行く先々で、彼女は一所懸命ピカピカに磨きこみました。磨きこむと自分でも気持ちがいいし、相手の方も喜んでくれる、それが嬉しくてまた掃除に熱が入る、そういう具合に仕事は順調にいきました。そうすると、いろいろなところで、お土産をいただいたり、お金をいただいたりしました。もちろんすべて会社に差し出しました。ところがそのようにして、1ヶ月ほど経ったころ、それまで勤めていた古いパートの女性たちから、猛烈な反発が来ました。「私たちは、そんなに一所懸命やるほどお金をもらっているわけではないんだから。あんたみたいに一所懸命やられていい迷惑しているよ。自分一人だけいい格好するんじゃないわよ」と。いわゆるいじめ、いびりです。しかし、彼女は毅然として言いました。「私は、みなさんに嫌がらせをしようとしてやっている訳ではないんです。ただ掃除をするのが好きで一所懸命やっているだけなんです。自分でも気持ちがいいし、相手の方も喜んでくださる。ただそれだけなんです。やってみたらわかります。
喜びの仲間で起業
そういう話を聞いても、相変わらず反発してロッカールームで彼女に嫌がらせをしたり、口をきかずに無視する人も多かったのですが、彼女はその嫌がらせや冷やかな無視に耐え、黙々と自分の仕事をやりつづけました。ところがそうしているうちに、彼女のその姿勢に触発されて彼女と同じようにピカピカに磨きこむ人が何人か出てきたのです。「たしかにあなたの言うとおりだわ。徹底的にやってみたら自分でも気持ちがいいし、みんなも喜んでくれる」と。彼女の味方が一人増え、二人増え、半年経ったころには、志を同じくする仲間が20人ぐらいに増えていました。みんなの顔つきも輝いて来ました。意地悪をする人たちも、だんだん少数派になっていき、居づらくなった人は自分から辞めていきました。
やがて、さらにそれから数ヶ月経ったころ、20人の仲間から声が上がりました。「ねー、私たちで会社を作らない? 私たちで会社を作ったらもっといいサービスができるし、もっとたくさん仕事が出来ると思うから。
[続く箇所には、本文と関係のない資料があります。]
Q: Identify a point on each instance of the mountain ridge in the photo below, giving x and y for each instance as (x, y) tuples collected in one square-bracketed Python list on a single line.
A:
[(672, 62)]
あなた社長になってよ」
それからしばらくして、彼女はハウスクリーニング会社の社長になったのでした。
起業家精神
ただ、与えられた場所で最大限に自己発揮する、最高の自己を差し出す。そうすると周りに対して間違いなく、影響を与えていきます。一つの事業の歯車が回りはじめます。家庭で、職場で、地域で。それが起業家精神というものではないでしょうか。生き生きとした家庭、発展・繁栄する企業、あるいは活気のある街というのは、誰かに頼りきっている受身の人たちで出来るわけではありません。こういう喜びをもって主体的に行動する人たちが集まって作っていくものだと思います。それも、はじめは一人からでいいのです。他人のことはともかく、自分自身が最初の一人になればいいのです。
家庭や職場や地域で、いま置かれている立場で、最高に自己発揮してみることです。発展・繁栄まちがいなしです。